Reputation: 410
I am reading in file as follows:
def main(src):
with open(src, encoding='UTF-8') as incoming:
for line in incoming:
data = line
print(data)
del line
Code gets struck at this line (I don't know if it will show in browser):
<DT><A HREF="https://www.youtube.com/watch?v=-ygKS7WU4YU" ADD_DATE="1421587655">?*** EarAbuse ♛ 'Pppppp' (Official & Uncensored) - YouTube</A>
Notice that Black Chess Queen (i.e. \u265b) just after the words EarAbuse
seems to be causing the problem as reported in-
Traceback (most recent call last):
File "a.py", line 18, in <module>
moduleName.main(fileName)
File "C:\Users\Systems\Desktop\merc\bm\chrome.py", line 53, in main
print(data)
File "C:\Python34\lib\encodings\cp1252.py", line 19, in encode
return codecs.charmap_encode(input,self.errors,encoding_table)[0]
UnicodeEncodeError: 'charmap' codec can't encode character '\u265b' in position
87: character maps to <undefined>
I have-
data = repr(line)
errors="surrogateescape"
while opening fileNo love. Also charbase says that python escape for that BCQ is u'\u265b'
, what does it mean & am I not implementing it already?
Edit: Strangely, typing print('\u265b')
or print(♛)
in IDLE works fine without any error & shows that beautiful BCQ - so what is wrong, why won't my code read beyond this line?
Upvotes: 1
Views: 6243
Reputation: 148890
The error is (almost) self explainatory. It says that Python tries to encode the string in Windows 1252 character set, that cannot represent '\u265b'
. It works fine in idle, because idle is a GUI application is only limited by the glyphs that the font can represent, whereas a console application con only display the 256 characters of the code page of the console.
You should explicitely convert the string into a byte array in the correct code page, with errors='replace'
:
for line in incoming:
data = line
print(data.encode('cp1252', errors='replace'))
Of course it will display a ?
instead of the ♛
as the console driver cannot display that UTF character, but you won't get any error.
If you do not like the b'...'
saying that you are printing 8 bits characters, just convert back to string again :
print(data.encode('cp1252', errors='replace').decode('cp1252'))

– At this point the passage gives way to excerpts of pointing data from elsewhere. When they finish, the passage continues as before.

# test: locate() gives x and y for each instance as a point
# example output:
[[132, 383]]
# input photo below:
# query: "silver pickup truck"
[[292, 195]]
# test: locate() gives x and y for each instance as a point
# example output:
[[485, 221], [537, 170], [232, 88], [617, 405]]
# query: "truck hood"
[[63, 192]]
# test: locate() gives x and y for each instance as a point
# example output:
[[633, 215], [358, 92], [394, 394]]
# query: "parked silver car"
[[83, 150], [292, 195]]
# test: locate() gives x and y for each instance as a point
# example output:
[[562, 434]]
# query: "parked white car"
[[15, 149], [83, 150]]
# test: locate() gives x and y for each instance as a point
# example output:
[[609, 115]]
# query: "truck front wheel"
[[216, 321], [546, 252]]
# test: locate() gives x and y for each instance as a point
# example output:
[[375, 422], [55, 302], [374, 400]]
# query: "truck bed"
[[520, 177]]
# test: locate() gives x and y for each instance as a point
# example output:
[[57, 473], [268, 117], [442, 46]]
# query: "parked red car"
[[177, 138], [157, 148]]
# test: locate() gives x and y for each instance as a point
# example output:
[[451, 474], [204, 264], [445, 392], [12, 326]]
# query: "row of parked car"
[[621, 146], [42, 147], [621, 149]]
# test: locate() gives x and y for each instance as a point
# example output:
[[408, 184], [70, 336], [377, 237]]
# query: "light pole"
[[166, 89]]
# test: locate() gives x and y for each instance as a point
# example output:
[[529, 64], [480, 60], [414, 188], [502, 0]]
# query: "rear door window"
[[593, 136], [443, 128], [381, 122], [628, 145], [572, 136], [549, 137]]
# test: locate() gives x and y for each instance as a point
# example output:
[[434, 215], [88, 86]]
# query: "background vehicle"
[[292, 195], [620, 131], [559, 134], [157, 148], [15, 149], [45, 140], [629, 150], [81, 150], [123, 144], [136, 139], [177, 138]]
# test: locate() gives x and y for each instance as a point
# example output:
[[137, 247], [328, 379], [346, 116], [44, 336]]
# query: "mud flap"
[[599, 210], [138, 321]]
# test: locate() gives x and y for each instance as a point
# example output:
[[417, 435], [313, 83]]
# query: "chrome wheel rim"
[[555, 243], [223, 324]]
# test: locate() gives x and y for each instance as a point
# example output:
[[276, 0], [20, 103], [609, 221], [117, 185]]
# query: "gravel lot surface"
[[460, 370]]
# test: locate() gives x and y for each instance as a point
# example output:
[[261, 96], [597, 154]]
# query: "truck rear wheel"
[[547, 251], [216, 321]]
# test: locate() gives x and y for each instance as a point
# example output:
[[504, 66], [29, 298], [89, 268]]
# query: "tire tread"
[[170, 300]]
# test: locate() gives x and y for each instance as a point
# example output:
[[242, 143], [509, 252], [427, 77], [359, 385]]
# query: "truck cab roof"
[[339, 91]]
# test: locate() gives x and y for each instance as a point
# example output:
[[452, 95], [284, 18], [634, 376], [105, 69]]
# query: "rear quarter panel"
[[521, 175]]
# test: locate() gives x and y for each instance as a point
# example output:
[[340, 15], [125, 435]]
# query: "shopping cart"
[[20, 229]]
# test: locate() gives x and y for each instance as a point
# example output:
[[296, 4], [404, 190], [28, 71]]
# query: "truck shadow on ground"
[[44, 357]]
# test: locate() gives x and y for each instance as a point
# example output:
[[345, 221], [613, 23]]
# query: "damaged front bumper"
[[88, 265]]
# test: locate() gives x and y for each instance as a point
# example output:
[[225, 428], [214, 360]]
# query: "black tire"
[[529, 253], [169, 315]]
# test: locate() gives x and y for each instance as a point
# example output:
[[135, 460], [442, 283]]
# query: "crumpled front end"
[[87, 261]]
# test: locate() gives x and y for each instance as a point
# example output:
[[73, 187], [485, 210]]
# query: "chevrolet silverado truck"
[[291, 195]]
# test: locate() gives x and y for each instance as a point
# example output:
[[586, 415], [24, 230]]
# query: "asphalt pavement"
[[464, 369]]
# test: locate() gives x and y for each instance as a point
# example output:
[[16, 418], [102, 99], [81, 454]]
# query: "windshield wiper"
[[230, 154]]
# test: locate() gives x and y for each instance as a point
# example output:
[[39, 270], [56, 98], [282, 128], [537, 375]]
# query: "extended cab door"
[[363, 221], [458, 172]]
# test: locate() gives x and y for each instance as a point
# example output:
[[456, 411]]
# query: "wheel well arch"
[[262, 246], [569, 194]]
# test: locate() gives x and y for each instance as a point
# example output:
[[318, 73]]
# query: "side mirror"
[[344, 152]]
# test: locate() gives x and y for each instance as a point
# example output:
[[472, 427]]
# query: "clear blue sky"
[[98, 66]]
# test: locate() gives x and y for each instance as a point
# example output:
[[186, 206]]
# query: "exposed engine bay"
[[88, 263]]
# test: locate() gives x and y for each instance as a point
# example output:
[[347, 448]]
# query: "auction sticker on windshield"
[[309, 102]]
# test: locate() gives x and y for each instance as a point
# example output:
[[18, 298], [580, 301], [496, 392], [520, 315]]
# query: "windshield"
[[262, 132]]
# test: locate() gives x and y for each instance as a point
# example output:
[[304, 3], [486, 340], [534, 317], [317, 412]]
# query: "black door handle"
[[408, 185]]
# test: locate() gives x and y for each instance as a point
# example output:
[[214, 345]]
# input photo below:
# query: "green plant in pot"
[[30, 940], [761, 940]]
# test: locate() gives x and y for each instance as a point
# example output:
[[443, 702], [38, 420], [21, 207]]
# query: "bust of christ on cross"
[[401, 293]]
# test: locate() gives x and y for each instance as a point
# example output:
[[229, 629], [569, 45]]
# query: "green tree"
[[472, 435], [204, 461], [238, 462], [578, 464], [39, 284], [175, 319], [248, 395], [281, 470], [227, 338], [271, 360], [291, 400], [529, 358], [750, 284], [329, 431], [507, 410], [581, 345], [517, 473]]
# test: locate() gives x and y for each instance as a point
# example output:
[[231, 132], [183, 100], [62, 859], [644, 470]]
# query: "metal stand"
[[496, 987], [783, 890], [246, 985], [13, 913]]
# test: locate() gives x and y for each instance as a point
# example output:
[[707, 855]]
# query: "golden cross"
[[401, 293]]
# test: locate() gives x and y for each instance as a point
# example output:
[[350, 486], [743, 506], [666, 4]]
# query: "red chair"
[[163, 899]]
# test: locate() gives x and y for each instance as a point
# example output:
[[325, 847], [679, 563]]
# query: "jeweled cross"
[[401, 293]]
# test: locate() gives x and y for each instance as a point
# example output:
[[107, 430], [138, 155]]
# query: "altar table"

The forward-reverse encoding just ensures that all characters are now printable on the console (or are replaced).
Upvotes: 3
Reputation: 52039
The problem occurs when you are trying to print the BCQ character. I would guess that your console encoding/locale is not capable of emitting all Unicode code points - i.e. it is either ASCII or a 256-character codepage.
Instead of printing, try:
import sys
sys.stdout.buffer.write(data.encode('utf8'))
Upvotes: 2